Thursday, February 17: Femme Fatale
A DEAD LINE
by Deborah Elliott-Upton
dead•line (noun)
1. time limit
the time by which something must be done or completed.
2. line marked in prison
Formerly, a line in a prison or prison camp marking beyond which prisoners were forbidden to go on pain of death.– Encarta Dictionary: English (North America)
I love words, so it makes sense I adore dictionaries, too. I have no idea how many I own or even where they all are at the moment. Several are near my computer, but I also tend to carry them to wherever reading looks inviting.
For a story simmering in the back of my mind, I created a character that required a name not radically uncommon, but not crazy weird either. I liked the idea of “Rain” as a name (long before I knew who Rainn Wilson was and before people started naming their children Apple, Phinnaeus and Audio Science—but long after I’d heard of cute little babies being strapped with monikers like Moon Unit and Dweezel.) Those were too unusual for my character.
I gravitated toward the letter “R” and began with Ra (the sun god) and worked my way to Ryukyuan, which I already knew the definition was a native or inhabitant of the Ryukyu Islands since we’d lived on Okinawa during my husband’s military tour. In fact, while there, we attended the wedding of our friends, Paul and Ryukyu. Unfortunately, my character was not another Ryukyu and I did not find a suitable name in the dictionary that day. What I did find was a delightful excursion reading all the “R’s” in that particular dictionary.
I know. I’m hopelessly nerdy about words. (I admit I’m nowhere near the same category as JLW concerning vocabulary knowledge, but that doesn’t keep me from loving words any less.)
But, I didn’t have an indefinite time to find just the right name. I was on a deadline.
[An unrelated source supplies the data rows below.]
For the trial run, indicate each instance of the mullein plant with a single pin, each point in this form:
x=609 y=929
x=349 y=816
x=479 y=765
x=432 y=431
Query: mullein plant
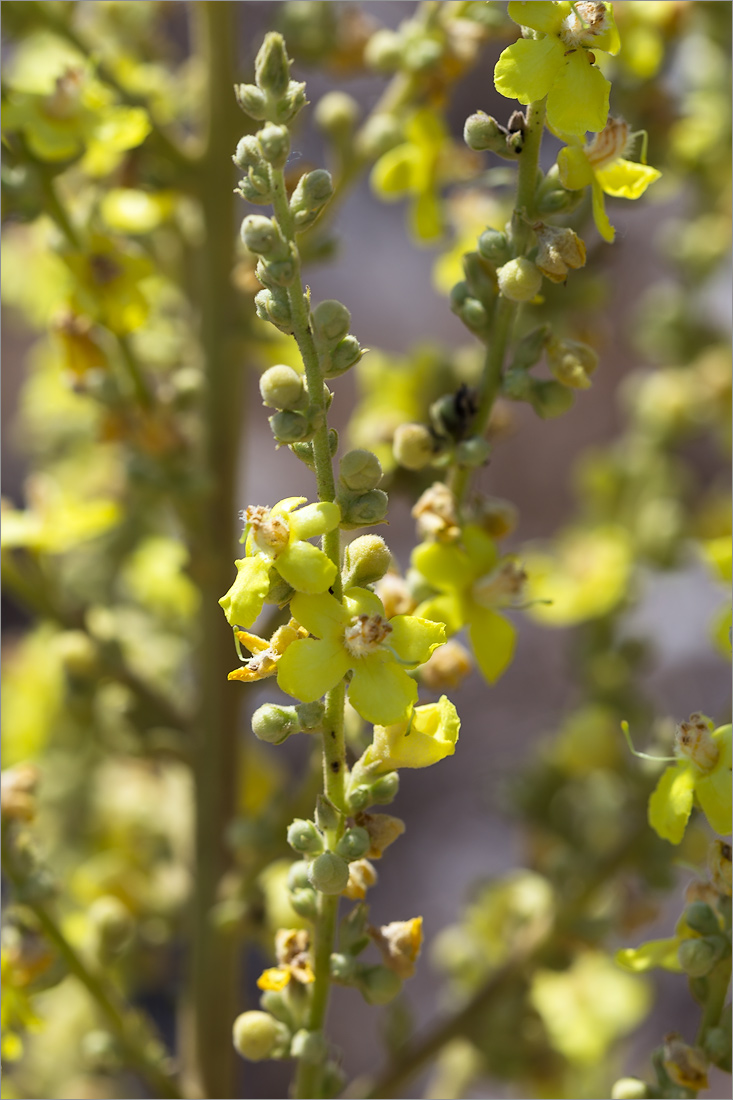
x=458 y=578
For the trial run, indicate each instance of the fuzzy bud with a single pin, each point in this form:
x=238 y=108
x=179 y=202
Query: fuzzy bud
x=282 y=387
x=379 y=985
x=261 y=234
x=414 y=446
x=345 y=355
x=363 y=509
x=256 y=1035
x=336 y=113
x=365 y=561
x=572 y=363
x=275 y=144
x=328 y=873
x=354 y=844
x=304 y=837
x=493 y=245
x=630 y=1088
x=272 y=67
x=274 y=724
x=360 y=470
x=330 y=321
x=520 y=279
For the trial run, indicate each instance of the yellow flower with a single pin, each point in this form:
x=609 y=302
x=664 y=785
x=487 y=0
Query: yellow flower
x=265 y=655
x=602 y=166
x=558 y=64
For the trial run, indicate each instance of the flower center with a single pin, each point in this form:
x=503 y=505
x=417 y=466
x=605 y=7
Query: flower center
x=270 y=532
x=365 y=634
x=610 y=144
x=582 y=24
x=695 y=741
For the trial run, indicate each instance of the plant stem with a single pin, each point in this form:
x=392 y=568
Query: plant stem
x=126 y=1024
x=214 y=981
x=506 y=311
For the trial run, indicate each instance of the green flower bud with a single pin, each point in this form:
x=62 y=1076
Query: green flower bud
x=336 y=113
x=328 y=873
x=252 y=100
x=414 y=446
x=365 y=560
x=354 y=844
x=360 y=470
x=379 y=985
x=282 y=387
x=379 y=134
x=330 y=321
x=274 y=724
x=297 y=876
x=272 y=67
x=697 y=957
x=345 y=355
x=628 y=1088
x=701 y=919
x=493 y=245
x=275 y=144
x=305 y=903
x=303 y=836
x=310 y=716
x=472 y=452
x=383 y=51
x=248 y=154
x=363 y=509
x=313 y=191
x=572 y=363
x=520 y=279
x=308 y=1046
x=261 y=234
x=112 y=924
x=550 y=399
x=256 y=1035
x=290 y=427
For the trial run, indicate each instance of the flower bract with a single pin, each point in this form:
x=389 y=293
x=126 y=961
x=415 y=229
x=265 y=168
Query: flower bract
x=357 y=637
x=558 y=64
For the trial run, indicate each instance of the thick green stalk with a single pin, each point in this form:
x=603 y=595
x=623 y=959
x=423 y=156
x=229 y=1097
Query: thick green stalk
x=212 y=1001
x=505 y=315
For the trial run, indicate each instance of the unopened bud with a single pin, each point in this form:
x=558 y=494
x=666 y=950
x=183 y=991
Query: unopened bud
x=365 y=561
x=360 y=470
x=282 y=387
x=354 y=844
x=275 y=144
x=336 y=113
x=345 y=355
x=274 y=724
x=363 y=509
x=328 y=873
x=379 y=985
x=303 y=836
x=261 y=234
x=256 y=1035
x=414 y=446
x=493 y=245
x=272 y=67
x=330 y=321
x=520 y=279
x=630 y=1088
x=383 y=51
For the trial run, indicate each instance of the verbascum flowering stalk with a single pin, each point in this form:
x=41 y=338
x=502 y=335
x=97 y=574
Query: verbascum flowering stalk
x=339 y=639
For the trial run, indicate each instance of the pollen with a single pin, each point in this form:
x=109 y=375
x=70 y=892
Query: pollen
x=365 y=634
x=270 y=532
x=584 y=23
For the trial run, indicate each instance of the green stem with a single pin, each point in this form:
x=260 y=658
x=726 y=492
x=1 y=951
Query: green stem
x=212 y=994
x=121 y=1019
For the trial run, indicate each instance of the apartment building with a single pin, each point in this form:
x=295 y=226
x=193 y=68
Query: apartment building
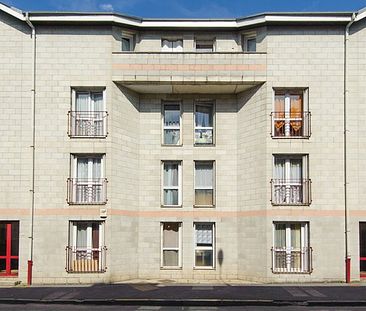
x=184 y=150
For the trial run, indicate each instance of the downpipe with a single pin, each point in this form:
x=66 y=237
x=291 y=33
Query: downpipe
x=33 y=148
x=345 y=90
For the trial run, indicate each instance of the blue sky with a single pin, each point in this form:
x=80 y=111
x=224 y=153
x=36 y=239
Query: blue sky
x=188 y=8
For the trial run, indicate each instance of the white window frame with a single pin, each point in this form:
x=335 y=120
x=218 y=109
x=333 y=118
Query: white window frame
x=89 y=182
x=91 y=108
x=164 y=127
x=179 y=248
x=89 y=248
x=304 y=243
x=131 y=37
x=204 y=40
x=205 y=188
x=179 y=187
x=203 y=103
x=287 y=180
x=247 y=37
x=304 y=92
x=213 y=247
x=171 y=48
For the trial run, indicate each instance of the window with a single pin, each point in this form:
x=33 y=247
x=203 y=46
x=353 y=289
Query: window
x=88 y=117
x=172 y=45
x=86 y=250
x=172 y=175
x=204 y=245
x=290 y=117
x=128 y=42
x=205 y=46
x=171 y=123
x=9 y=248
x=87 y=184
x=249 y=42
x=291 y=251
x=171 y=254
x=290 y=184
x=204 y=123
x=204 y=183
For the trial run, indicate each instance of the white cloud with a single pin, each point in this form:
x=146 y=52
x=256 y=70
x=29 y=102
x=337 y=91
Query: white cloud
x=106 y=7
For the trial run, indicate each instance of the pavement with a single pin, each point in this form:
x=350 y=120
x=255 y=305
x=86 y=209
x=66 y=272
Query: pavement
x=155 y=294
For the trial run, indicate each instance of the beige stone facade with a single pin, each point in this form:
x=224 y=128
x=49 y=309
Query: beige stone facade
x=82 y=55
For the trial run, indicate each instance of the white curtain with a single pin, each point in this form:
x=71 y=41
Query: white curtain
x=82 y=235
x=203 y=234
x=97 y=168
x=166 y=46
x=82 y=168
x=204 y=175
x=280 y=235
x=296 y=169
x=203 y=116
x=82 y=102
x=170 y=174
x=97 y=99
x=171 y=235
x=178 y=46
x=296 y=236
x=280 y=172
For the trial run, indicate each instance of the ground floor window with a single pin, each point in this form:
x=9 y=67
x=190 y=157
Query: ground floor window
x=204 y=245
x=86 y=250
x=171 y=253
x=291 y=252
x=9 y=248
For me, the word deadline creates an imagination trip that kept undulating like a snake on a never-ending desert. No place to go but forward and though it looks like a hot and gritty trail, there’s no turning back. I found the images fascinating.
I pictured a line drawn by a saber in the sand at the Alamo or one where a Foreign Legion taken prisoner finds no escape or a line the literally dead cross into the hereafter.
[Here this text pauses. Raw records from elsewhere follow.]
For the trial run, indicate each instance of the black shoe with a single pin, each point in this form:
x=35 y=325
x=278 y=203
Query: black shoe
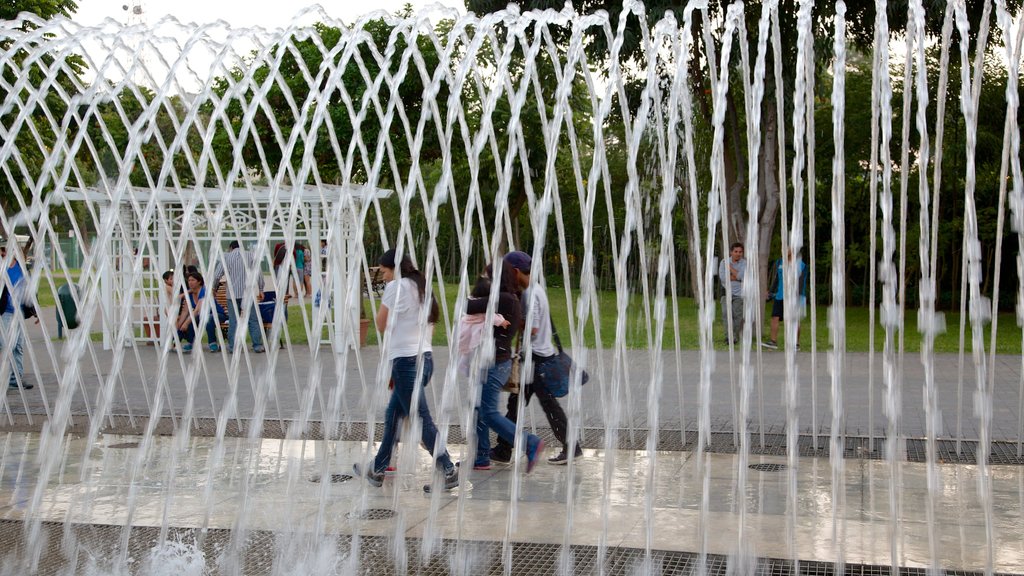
x=561 y=459
x=451 y=481
x=501 y=455
x=374 y=479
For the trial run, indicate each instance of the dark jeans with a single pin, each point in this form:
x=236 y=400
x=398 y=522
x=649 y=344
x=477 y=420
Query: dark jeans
x=233 y=314
x=188 y=334
x=552 y=408
x=400 y=405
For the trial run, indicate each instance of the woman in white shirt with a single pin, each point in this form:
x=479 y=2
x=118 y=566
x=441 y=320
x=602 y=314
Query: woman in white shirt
x=408 y=344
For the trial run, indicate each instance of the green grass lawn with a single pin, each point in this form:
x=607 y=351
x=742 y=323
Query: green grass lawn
x=638 y=336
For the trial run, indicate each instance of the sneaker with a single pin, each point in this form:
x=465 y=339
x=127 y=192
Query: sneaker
x=501 y=455
x=534 y=454
x=561 y=459
x=451 y=481
x=374 y=479
x=481 y=467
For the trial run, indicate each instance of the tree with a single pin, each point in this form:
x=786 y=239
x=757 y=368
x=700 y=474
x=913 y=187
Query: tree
x=860 y=22
x=22 y=176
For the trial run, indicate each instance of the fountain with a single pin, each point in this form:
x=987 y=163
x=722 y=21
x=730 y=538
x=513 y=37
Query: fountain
x=607 y=148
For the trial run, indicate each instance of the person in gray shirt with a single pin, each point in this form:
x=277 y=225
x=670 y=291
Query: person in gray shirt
x=730 y=272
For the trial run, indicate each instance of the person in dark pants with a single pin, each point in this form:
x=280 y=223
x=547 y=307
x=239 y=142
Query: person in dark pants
x=408 y=344
x=730 y=273
x=543 y=351
x=237 y=266
x=488 y=417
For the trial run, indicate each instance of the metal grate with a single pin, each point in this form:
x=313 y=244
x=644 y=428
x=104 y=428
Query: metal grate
x=85 y=547
x=372 y=513
x=334 y=479
x=124 y=445
x=768 y=467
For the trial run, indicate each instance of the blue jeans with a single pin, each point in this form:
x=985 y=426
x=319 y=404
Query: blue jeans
x=188 y=334
x=487 y=416
x=400 y=405
x=17 y=352
x=233 y=305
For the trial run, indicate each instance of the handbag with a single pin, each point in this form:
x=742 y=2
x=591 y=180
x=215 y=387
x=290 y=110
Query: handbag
x=557 y=372
x=512 y=384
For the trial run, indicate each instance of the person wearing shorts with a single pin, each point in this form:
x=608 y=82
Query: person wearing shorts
x=777 y=294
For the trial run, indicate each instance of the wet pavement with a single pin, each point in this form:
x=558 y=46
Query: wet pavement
x=623 y=498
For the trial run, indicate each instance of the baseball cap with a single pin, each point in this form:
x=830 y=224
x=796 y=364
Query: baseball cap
x=519 y=260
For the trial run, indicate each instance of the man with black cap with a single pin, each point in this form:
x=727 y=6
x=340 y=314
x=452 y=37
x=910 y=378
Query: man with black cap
x=541 y=331
x=236 y=265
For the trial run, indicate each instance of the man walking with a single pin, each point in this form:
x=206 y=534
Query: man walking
x=543 y=351
x=10 y=332
x=730 y=272
x=237 y=265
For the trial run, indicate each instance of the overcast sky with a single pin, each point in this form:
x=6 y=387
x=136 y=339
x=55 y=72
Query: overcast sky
x=240 y=12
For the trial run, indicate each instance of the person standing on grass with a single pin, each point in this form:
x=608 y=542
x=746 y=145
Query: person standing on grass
x=237 y=265
x=776 y=292
x=730 y=273
x=487 y=416
x=409 y=350
x=190 y=316
x=10 y=333
x=543 y=351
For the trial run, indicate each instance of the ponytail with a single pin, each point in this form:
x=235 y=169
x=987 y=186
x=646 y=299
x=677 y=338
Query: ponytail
x=409 y=271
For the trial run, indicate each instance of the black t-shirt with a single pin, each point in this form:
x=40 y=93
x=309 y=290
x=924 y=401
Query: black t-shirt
x=508 y=306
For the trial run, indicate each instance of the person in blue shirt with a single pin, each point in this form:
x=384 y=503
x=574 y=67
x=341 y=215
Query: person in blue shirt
x=8 y=322
x=776 y=293
x=189 y=316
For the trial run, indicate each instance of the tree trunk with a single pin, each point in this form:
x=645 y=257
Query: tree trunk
x=769 y=192
x=735 y=177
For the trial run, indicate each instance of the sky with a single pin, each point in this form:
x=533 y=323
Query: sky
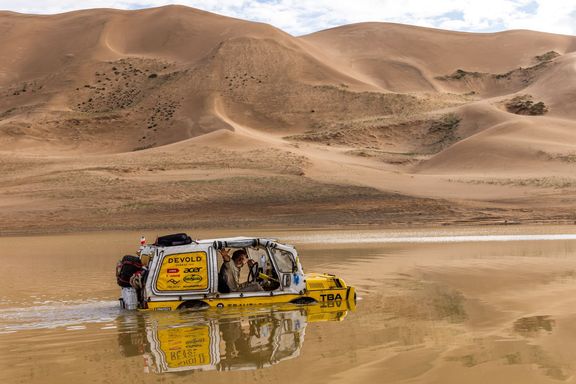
x=307 y=16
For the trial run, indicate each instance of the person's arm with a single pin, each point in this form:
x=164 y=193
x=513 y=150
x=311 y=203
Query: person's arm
x=229 y=277
x=225 y=253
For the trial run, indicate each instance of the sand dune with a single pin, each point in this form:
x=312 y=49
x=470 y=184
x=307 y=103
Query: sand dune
x=385 y=123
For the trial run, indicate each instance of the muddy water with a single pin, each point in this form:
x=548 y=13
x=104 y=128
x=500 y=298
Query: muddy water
x=434 y=308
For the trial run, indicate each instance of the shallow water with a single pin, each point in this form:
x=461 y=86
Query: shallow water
x=435 y=308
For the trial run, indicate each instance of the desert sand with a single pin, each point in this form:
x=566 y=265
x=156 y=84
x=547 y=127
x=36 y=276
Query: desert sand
x=171 y=117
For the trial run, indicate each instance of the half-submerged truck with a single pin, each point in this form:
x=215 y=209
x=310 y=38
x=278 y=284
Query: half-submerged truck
x=178 y=272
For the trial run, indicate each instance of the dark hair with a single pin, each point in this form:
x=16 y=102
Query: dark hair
x=238 y=254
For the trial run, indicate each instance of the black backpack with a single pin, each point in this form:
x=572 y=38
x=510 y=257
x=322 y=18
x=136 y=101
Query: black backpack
x=125 y=268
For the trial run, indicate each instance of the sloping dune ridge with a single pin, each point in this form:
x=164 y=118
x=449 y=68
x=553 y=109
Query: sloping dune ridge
x=174 y=116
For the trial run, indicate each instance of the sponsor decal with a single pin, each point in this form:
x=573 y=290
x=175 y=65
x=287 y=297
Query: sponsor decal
x=184 y=259
x=192 y=278
x=331 y=297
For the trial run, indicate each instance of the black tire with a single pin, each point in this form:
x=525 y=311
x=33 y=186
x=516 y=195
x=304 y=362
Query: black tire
x=194 y=305
x=303 y=301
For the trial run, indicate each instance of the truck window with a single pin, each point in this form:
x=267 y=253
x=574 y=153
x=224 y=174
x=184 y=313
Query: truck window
x=285 y=261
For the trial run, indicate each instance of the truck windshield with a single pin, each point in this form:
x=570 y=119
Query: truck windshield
x=284 y=260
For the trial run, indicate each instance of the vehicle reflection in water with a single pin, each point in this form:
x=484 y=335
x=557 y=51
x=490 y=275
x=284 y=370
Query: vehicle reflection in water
x=248 y=338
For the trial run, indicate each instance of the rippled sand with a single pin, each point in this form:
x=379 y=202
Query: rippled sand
x=435 y=307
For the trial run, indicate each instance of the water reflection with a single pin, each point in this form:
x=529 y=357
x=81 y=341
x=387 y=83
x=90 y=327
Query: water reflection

For most of us, a deadline is simply a circle on the calendar when another writing assignment is due. From the moment we start school, we find ourselves surrounded by deadlines. For those of us who write for a living (or sheer enjoyment) a deadline is a stopping point we must reach to satisfy an editor.
I rather like the idea of a deadline for such things. It pushes me to work harder and faster than if there is no mention of a cut-off time at all.
What I don’t like is a dead line that when printed onto the paper, does not breathe.
My character finally emerged on the page as Harmony. Not completely unknown, yet not common enough to know more than one or at the most two, unless your realm has more hippie-era parents. I know, I know. Kind of nerdy in a too-sweet way, but Harmony fit her so well that when she spoke, it was easy to forget she was completely fictional and I hadn’t known her from somewhere long ago.
And I made the deadline.
I am currently reading Connie Willis’ All Clear (a sequel to Black Out, of course), a novel about time travel. In Willis’ world “deadline” has a special meaning.
You see, you can travel into the past but no one can live twice at the same time. So if you go back to the time before you were born and reach the moment of your birth, you die. Deadline.
I’ve always found that deadlines and specific ‘assignments’ will motivate me to write faster than just free writing. I lose interest and daydream away from the project otherwise.
I went to school with a girl named Rayne (pronounced rainy) and I always thought it was pretty, but felt sorry for the way it was spelled because nobody said it right.
At a conference, one speaker was reading from another writer’s novel and she kept stumbling over the name that she was pronouncing Mick-he-la. Of course, the author had meant the name to be pronounced Ma-ka-la, but she’d spelled it Michaela and at that time it wasn’t as popular as it is now. I always felt bad for both the author and the one who was reading for it to be so difficult. Names can be tricky on the page and in real life, too.
Names can be tricky on the page and in real life—-
No kidding….mine has been abused forever….and strangely, even though my mother made it up from my daddy’s name because I was supposed to be the last kid- there are many with my name and spelling out there and it is still misspronounced and misspelled.
I used to hate my name, but don’t anymore.
Maybe our characters feel the same?
I worked for a professor long ago who ran around speaking above normal voice level tone to his minions in the lab—DET LINE DET LINE!!
Enjoyed your article.
My favorite mispronunciation is Me-low-dee How-ie
Kids used to call me harmony in school as a joke.
Nice! The name “Raviv” means “Rain” as well.